Why std::get for variant throws on failure instead of being undefined behaviour?
Asked Answered
E

4

26

According to cppreference std::get for variant throws std::bad_variant_access if the type contained in the variant is not the expected one. This means that the standard library has to check on every access (libc++).

What was the rationale for this decision? Why is it not undefined behavior, like everywhere else in C++? Can I work around it?

Exostosis answered 15/2, 2018 at 22:7 Comment(4)
@Justin I do not think it is a true duplicate. There is no answer 'why'. Second of all, there is actually no answer for 'can I work around it'. I am nominating the question for reopening.Karlee
Because that's what std::variant is for: 'a type-safe union'. If you don't want it type-safe, or want UB, don't use it: use a union.Chandigarh
In this thread, some people give some motivation behind why std::variant might not have a std::unchecked_get. I don't know if that's really what was discussed in the standards meetings, but there is logic behind the reasoningTipper
@MarquisofLorne Then half of the STL should be removed too, because there is UB everywhere and you can always implement it yourself.Dronski
E
1

I think I found it!

Seems like the reason can be found under the "Differences to revision 5" in the proposal :

The Kona compromise: f !v.valid(), make get<...>(v) and visit(v) throw.

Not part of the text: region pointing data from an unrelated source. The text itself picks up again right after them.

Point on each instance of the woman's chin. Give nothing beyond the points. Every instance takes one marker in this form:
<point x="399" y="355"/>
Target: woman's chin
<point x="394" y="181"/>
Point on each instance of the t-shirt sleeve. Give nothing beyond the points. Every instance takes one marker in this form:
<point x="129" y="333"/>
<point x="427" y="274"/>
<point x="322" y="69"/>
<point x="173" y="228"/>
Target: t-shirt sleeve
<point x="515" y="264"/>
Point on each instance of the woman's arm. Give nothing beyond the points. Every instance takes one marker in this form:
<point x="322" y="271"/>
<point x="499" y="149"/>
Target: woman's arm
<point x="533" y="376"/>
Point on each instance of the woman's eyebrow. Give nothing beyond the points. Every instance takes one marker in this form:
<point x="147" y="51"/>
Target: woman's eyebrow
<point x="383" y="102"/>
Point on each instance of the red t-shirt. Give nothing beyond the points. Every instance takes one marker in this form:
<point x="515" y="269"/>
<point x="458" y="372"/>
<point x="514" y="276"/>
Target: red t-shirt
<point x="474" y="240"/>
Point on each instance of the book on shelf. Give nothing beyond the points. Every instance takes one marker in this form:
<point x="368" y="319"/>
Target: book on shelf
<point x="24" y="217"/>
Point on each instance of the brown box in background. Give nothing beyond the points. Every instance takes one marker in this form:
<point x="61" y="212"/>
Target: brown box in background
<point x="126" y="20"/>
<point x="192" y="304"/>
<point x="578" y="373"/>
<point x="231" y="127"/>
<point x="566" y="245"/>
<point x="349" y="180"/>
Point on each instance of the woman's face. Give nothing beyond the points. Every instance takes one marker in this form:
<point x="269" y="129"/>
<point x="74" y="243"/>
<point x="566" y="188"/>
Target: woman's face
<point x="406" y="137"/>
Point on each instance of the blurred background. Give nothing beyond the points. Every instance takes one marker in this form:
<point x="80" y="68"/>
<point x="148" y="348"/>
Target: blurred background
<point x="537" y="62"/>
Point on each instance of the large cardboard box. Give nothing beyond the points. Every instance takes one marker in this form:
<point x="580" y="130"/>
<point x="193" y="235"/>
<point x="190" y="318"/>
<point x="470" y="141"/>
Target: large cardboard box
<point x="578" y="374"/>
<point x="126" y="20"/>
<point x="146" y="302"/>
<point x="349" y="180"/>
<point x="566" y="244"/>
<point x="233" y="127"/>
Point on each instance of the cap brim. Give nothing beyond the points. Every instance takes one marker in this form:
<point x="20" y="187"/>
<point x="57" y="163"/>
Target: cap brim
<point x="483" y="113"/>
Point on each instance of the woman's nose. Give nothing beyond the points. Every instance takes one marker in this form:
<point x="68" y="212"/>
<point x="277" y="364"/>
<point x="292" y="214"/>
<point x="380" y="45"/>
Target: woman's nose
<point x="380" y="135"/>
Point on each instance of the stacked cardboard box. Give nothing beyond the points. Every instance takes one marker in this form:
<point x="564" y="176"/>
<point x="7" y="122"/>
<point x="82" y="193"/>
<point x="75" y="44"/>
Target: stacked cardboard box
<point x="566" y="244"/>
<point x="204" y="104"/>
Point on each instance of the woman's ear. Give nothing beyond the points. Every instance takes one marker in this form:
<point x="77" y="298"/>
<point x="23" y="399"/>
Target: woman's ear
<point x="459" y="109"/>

Meaning - that the variant has to throw in "values_by_exception" state. Using the same if we can always throw.

Even knowing this rational I personally would like to avoid this check. The *get_if work around from Justin's answer seems good enougth for me (at least for library code).

Exostosis answered 16/2, 2018 at 23:10 Comment(0)
T
16

The current API for std::variant has no unchecked version of std::get. I don't know why it was standardized that way; anything I say would just be guessing.

However, you can get close to the desired behavior by writing *std::get_if<T>(&variant). If variant doesn't hold T at that time, std::get_if<T> returns nullptr, so dereferencing it is undefined behavior. The compiler can thus assume that the variant holds T.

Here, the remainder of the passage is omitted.